Framing the Church takes a nontraditional approach to the study of the hallmark of French Gothic architecture: the buttress. In a series of case studies spanning approximately five hundred years and incorporating some of Gothic France's most significant monuments, Maile S. Hutterer examines the aesthetics, social processes, and iconography of flying buttresses and buttress piers to explain how they supported the church both symbolically and structurally.

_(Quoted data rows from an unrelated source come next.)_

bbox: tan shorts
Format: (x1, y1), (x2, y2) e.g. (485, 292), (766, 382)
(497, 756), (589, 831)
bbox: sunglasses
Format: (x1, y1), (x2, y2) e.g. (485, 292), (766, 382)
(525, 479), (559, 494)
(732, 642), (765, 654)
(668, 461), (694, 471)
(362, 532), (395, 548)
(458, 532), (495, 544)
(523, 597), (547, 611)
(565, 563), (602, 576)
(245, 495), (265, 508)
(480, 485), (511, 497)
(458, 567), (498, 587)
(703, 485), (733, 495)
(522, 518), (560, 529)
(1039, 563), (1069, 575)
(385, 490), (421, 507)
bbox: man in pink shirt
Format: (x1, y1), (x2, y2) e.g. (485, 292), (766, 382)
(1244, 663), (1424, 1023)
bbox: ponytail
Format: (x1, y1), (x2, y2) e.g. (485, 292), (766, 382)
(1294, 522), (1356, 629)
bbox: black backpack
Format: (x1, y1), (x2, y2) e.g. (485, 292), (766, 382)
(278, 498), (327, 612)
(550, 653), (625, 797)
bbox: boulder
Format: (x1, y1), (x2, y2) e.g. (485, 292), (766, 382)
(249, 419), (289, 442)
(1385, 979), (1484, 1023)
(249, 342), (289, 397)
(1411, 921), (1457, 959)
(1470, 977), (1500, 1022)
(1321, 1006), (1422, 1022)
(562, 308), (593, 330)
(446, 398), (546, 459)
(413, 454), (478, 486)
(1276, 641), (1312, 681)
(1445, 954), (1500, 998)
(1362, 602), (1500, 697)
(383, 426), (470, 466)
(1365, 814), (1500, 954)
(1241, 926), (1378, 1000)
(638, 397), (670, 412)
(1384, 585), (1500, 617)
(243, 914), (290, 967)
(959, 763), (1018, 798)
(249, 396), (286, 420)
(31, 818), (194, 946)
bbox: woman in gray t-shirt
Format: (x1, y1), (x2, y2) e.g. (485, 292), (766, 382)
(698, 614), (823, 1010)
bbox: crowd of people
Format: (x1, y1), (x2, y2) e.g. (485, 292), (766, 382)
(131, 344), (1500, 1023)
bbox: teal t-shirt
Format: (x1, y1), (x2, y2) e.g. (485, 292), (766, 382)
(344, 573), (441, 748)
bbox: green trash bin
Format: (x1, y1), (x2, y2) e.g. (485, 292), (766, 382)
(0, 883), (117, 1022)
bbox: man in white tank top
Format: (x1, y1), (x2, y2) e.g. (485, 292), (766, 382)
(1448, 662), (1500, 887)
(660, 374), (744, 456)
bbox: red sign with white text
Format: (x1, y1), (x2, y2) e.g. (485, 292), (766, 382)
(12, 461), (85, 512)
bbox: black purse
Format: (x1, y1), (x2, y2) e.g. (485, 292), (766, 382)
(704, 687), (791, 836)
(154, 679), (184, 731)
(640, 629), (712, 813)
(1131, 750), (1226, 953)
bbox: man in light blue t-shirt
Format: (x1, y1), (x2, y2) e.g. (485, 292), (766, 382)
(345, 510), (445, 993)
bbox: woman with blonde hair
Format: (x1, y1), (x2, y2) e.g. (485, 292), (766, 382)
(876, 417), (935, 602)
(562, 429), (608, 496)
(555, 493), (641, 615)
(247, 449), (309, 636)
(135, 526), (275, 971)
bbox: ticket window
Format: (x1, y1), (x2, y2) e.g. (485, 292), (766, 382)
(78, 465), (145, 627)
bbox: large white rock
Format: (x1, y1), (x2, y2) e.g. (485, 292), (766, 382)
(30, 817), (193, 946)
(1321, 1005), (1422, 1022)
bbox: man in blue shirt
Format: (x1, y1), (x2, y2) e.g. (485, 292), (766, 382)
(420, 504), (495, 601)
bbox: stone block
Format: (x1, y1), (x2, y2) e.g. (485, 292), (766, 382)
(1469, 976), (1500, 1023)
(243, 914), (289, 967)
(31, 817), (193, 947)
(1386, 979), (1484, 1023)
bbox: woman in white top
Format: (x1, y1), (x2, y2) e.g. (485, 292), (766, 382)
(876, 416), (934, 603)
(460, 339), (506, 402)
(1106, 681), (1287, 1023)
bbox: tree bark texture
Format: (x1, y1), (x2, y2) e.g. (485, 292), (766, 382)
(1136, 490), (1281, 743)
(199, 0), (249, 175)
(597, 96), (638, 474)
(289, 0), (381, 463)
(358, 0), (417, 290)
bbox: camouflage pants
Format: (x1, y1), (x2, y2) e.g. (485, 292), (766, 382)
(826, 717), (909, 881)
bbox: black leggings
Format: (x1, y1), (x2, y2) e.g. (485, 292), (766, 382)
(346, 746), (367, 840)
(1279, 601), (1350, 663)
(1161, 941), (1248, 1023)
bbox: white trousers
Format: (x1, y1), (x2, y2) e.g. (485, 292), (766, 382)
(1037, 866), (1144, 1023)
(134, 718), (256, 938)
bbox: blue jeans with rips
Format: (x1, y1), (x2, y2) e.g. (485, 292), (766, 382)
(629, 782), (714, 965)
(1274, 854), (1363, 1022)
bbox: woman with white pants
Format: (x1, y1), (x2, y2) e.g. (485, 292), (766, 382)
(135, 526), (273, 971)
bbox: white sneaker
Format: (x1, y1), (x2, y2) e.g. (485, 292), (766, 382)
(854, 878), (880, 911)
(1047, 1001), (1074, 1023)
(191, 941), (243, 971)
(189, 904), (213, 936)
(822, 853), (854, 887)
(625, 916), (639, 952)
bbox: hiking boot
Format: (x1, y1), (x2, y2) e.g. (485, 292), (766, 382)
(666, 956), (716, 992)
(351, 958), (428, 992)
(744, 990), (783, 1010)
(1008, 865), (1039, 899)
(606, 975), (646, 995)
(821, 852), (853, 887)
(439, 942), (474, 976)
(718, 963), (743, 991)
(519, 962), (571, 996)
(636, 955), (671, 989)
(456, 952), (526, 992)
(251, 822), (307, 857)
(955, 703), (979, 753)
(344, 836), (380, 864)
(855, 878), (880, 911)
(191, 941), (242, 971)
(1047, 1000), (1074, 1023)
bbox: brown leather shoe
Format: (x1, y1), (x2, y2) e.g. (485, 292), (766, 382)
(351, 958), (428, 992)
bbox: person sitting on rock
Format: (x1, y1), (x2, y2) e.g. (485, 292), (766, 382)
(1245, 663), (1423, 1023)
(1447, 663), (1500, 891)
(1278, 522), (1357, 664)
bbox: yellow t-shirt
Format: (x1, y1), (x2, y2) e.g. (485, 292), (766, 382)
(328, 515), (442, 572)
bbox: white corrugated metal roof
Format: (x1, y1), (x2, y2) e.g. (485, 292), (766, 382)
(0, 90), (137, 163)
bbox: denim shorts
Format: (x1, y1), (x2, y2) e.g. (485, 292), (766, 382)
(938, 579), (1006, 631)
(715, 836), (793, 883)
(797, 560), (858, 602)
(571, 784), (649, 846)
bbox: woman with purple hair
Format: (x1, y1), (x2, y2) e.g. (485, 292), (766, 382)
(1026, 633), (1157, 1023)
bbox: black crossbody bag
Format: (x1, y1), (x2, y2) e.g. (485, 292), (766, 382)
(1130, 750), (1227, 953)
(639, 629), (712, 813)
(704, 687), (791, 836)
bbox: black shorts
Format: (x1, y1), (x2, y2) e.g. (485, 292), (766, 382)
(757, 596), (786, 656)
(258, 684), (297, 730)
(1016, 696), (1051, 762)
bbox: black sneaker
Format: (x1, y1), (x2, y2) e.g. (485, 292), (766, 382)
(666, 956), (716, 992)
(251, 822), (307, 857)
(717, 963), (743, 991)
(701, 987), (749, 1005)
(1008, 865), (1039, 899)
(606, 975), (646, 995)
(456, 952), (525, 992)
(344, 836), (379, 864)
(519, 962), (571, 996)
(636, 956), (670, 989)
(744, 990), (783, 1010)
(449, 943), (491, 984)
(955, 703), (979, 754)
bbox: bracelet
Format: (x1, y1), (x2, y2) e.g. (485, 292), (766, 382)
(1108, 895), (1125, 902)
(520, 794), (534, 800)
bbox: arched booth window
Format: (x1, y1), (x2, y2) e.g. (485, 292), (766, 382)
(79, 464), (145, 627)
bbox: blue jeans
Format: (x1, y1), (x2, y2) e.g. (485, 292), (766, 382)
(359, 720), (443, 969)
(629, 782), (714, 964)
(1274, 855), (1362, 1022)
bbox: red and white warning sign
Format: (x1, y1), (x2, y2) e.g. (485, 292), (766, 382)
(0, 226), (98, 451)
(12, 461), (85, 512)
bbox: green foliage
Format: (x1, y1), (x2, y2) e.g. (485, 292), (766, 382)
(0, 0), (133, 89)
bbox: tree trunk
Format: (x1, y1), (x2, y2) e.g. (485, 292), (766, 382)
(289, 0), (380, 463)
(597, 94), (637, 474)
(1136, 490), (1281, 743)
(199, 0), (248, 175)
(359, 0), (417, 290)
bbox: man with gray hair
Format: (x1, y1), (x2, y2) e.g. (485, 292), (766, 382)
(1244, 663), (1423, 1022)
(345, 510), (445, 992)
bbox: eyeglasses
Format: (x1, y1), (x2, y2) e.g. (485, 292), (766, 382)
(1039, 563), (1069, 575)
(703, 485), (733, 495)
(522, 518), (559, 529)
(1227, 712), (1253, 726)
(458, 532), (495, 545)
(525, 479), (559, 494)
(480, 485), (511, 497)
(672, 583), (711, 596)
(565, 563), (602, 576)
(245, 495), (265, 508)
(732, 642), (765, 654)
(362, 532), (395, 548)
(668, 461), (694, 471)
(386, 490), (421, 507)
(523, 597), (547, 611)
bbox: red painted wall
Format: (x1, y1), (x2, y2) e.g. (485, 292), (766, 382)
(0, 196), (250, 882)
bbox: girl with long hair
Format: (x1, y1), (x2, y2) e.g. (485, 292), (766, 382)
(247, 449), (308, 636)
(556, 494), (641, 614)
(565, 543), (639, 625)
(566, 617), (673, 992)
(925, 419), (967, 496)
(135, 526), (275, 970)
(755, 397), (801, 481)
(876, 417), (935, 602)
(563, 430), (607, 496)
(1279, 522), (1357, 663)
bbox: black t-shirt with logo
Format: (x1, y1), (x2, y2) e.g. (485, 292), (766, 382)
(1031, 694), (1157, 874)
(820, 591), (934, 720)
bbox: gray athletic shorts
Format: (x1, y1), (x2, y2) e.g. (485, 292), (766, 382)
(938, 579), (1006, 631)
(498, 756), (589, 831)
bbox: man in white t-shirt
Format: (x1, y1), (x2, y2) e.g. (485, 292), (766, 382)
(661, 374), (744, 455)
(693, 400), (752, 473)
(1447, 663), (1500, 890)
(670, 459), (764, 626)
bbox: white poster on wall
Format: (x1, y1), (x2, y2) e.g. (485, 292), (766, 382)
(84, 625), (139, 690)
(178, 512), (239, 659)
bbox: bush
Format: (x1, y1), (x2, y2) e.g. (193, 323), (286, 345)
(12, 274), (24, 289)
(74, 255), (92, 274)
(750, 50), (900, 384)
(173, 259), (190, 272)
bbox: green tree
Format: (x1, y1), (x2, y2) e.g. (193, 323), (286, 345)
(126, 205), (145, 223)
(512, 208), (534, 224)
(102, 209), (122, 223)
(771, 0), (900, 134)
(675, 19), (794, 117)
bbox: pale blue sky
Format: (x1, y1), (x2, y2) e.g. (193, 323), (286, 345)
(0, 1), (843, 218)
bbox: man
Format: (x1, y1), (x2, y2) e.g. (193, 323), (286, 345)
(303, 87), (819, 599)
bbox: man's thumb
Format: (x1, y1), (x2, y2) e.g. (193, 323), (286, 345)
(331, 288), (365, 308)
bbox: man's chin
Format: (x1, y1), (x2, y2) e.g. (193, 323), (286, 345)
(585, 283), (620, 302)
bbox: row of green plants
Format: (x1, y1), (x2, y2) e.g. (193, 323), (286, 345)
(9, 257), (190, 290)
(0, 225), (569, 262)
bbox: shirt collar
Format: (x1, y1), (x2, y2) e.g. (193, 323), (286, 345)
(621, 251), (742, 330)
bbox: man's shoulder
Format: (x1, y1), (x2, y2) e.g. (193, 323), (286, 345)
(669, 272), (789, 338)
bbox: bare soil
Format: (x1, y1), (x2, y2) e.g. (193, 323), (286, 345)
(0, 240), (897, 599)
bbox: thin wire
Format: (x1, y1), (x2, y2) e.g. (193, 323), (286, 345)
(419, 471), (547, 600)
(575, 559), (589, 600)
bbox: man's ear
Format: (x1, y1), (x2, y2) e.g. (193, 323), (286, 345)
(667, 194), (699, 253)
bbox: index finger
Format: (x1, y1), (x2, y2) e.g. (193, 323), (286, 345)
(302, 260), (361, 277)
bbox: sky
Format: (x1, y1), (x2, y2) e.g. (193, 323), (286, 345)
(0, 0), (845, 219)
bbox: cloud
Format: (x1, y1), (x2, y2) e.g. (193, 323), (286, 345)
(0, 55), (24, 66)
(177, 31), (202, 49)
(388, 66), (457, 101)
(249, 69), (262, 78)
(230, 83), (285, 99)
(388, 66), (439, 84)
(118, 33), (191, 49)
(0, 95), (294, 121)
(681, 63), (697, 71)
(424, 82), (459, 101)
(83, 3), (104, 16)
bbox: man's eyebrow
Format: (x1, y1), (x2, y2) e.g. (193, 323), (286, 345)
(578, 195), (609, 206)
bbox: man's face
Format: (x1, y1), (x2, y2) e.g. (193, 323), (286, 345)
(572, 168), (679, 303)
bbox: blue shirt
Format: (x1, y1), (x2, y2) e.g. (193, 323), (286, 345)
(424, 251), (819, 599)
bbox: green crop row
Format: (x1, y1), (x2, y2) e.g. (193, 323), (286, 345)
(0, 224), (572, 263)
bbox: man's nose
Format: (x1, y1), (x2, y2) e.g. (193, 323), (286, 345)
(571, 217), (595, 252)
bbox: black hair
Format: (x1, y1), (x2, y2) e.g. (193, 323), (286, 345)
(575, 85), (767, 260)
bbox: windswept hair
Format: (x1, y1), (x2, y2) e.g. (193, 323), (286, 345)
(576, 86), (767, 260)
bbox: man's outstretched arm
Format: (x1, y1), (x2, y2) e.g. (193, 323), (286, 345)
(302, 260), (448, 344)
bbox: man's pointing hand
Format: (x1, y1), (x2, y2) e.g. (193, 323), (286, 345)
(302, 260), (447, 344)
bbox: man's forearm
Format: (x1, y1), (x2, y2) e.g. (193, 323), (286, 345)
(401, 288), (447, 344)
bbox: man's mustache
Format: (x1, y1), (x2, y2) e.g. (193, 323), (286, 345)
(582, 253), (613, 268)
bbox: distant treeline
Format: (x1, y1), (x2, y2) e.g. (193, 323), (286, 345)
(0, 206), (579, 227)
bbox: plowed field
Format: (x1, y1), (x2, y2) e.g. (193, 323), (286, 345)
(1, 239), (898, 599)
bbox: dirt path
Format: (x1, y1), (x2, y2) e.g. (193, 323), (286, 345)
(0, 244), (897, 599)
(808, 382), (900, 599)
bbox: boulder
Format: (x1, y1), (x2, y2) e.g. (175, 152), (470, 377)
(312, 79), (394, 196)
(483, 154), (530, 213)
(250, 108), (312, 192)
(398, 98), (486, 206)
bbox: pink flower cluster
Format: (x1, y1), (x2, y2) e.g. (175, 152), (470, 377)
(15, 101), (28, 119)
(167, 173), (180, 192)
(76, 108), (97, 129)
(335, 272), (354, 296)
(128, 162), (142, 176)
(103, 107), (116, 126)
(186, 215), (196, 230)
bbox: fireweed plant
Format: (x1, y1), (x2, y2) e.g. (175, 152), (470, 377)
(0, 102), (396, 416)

Surrounding all or part of a building with periodically spaced massive piers, the buttressing frame defines an edge that simultaneously maintains permeability, creating an intermediary space around the structure. Making extensive use of archival sources, Hutterer argues that the areas between the buttresses distinguished the consecrated, sacred ground of the church interior from its unconsecrated, nonsacred surroundings, a division that was of increasing concern to theologians in the High Middle Ages. She traces how, over the course of the twelfth and thirteenth centuries, artists and patrons increasingly associated buttressing frames with sacred places through the incorporation of sculptural programs related to theology, processions, and protection. In this way, buttressing frames mediated the interaction between visitor and building and participated in the liturgical and ritual purpose of the church's structure.
Original and persuasive, this book illuminates the buttresses' social and religious meaning for medieval viewers by introducing architectural iconography to a form that is primarily understood in terms of its structural utility. It will be welcomed by students and scholars of medieval architecture and medieval French history.